Gymnastics Alaska 7

Gabrielle Cooke holds her dismount at ISU's Gymnastic meet on Sunday in Horton Field House.

As the lights shine down on the competition, chalk fiercely glistens down her hands and legs. Like a soldier preparing for battle, she stares down her opponent; for it is not just another competitor, but, rather, the bars, beam and floor.

While strength, flexibility and balance defines the life of gymnast, Illinois State sophomore gymnast Gabrielle Cooke not only strives to be one the best gymnasts in the Midwest — she has already achieved it.

Named the Midwest Independent Conference Gymnast of the Year in March, Cooke’s skills proved to be the most impressive for the Redbirds and the MIC conference this year.

A three-time 2018 MIC Performer of the Week during the season — which ended March 23 — Cooke established that her talent will not be denied as one of the best all-around gymnasts in the conference.

Cooke scored over 39.000 in the all-around in three meets, as well as her number two overall ranking on the floor. Her season-high all-around score of 39.250 was tied for second in conference while her season-high mark of 9.900 on the floor was ranked first in the MIC.

While these achievements come as an outcome of countless hours in the gym and dedication to the sport she loves, Cooke looks back on her roots and inspirations as a young gymnast learning the ropes.

“I was about six when I started competing,” Cooke said. “Even when you’re young, gymnastics has a really demanding schedule because you train a lot, I just stuck with it ever since.”

“When I was younger, I looked up to Olympic gymnasts like Alicia Sacramone, who was a 2008 Olympian.
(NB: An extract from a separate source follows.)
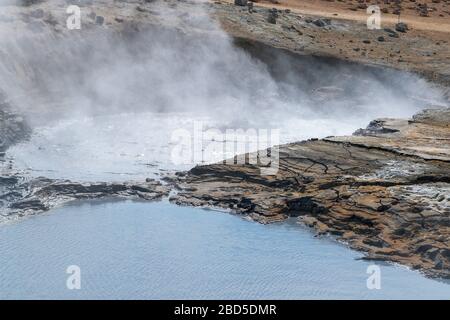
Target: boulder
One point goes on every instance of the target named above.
(242, 3)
As I got older, I had a family friend who was a gymnast at NIU, so I kind of really looked up to her to do college gymnastics and that was what I aspired to do.”

As one of the more prolific Olympic sports, gymnastics requires mental toughness and physical endurance. Athletes train almost their entire lives to achieve greatness and with each surpassing level, more rigorous training schedules follow suit.

“[Training] definitely increases as you get older, especially in high school when you’re trying to get recruited,” Cooke said. “In the summers, you usually spend five to six hours in the gym a day.”

Coinciding schoolwork with practice her entire life, the sophomore journalism student emanates the student-athlete way of life. Along with training, Cooke pointed to coursework as her biggest challenge of being a collegiate gymnast.

“Balancing school with gymnastics,” she said. “Balancing it in high school was a little different, but obviously in college it is more demanding physically and academically. Our coaches really care about our academics [so] finding balance between the two can be difficult.”

Coming off her stellar sophomore season, Cooke asserts that her goals have always been about the team.

“I want the team to make it to regionals, that’s my goal,” Cooke said. “Our team is pretty united. Some teams we go against don’t look as united and don’t like they’re having fun. We definitely go out there and have a lot of fun. We always got each other’s backs.”

As Cooke and teammates strive to put ISU gymnastics on the map, she is grateful to be a part of and represent Illinois State wherever she competes.

“It means a lot to me to represent ISU,” she said. “Being a collegiate athlete and a role model for younger girls who watch our meets is truly an honor.”

The Redbirds will be back in action next January as Cooke and her teammates take the floor in 2019 in search for a NCAA regional title. Until that time, you can count on Cooke being in the gym working on her routine, quietly preparing for her next chance at glory.